Mind the Trade-off: Debiasing NLU Models without Degrading the In-distribution Performance

Overview

Mind the Trade-off: Debiasing NLU Models without Degrading the In-distribution Performance

Abstract: Models for natural language understanding (NLU) tasks often rely on the idiosyncratic biases of the dataset, which make them brittle against test cases outside the training distribution. Recently, several proposed debiasing methods are shown to be very effective in improving out-of-distribution performance. However, their improvements come at the expense of performance drop when models are evaluated on the in-distribution data, which contain examples with higher diversity. This seemingly inevitable trade-off may not tell us much about the changes in the reasoning and understanding capabilities of the resulting models on broader types of examples beyond the small subset represented in the out-of-distribution data. In this paper, we address this trade-off by introducing a novel debiasing method, called confidence regularization, which discourage models from exploiting biases while enabling them to receive enough incentive to learn from all the training examples. We evaluate our method on three NLU tasks and show that, in contrast to its predecessors, it improves the performance on out-of-distribution datasets (e.g., 7pp gain on HANS dataset) while maintaining the original in-distribution accuracy.

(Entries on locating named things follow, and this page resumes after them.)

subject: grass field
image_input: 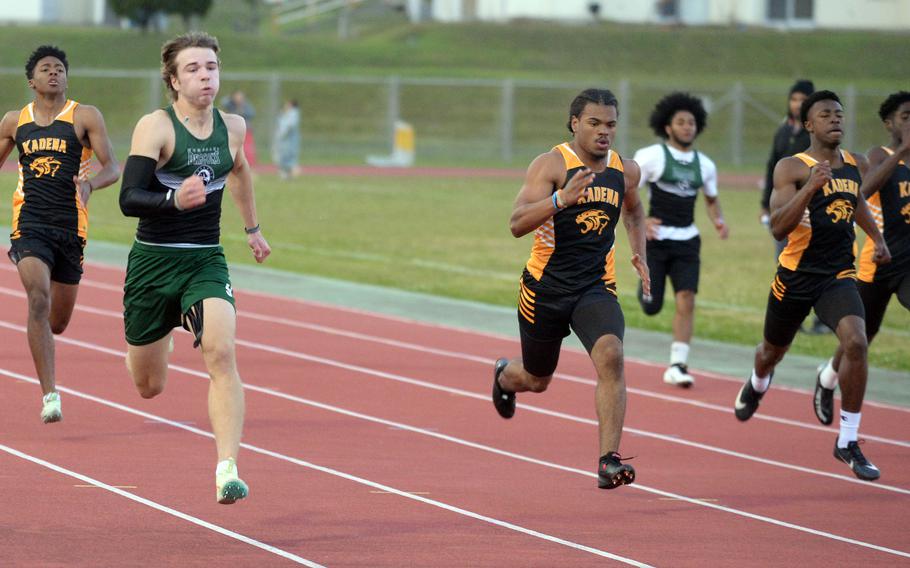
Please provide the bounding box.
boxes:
[0,169,910,371]
[0,19,907,171]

The repository contains the code to reproduce our work in debiasing NLU models without in-distribution degradation. We provide 2 runs of experiment that are shown in our paper:

  1. Debias MNLI model from syntactic bias and evaluate on HANS as the out-of-distribution data.
  2. Debias MNLI model from hypothesis-only bias and evaluate on MNLI-hard sets as the out-of-distribution data.

Requirements

The code requires python >= 3.6 and pytorch >= 1.1.0.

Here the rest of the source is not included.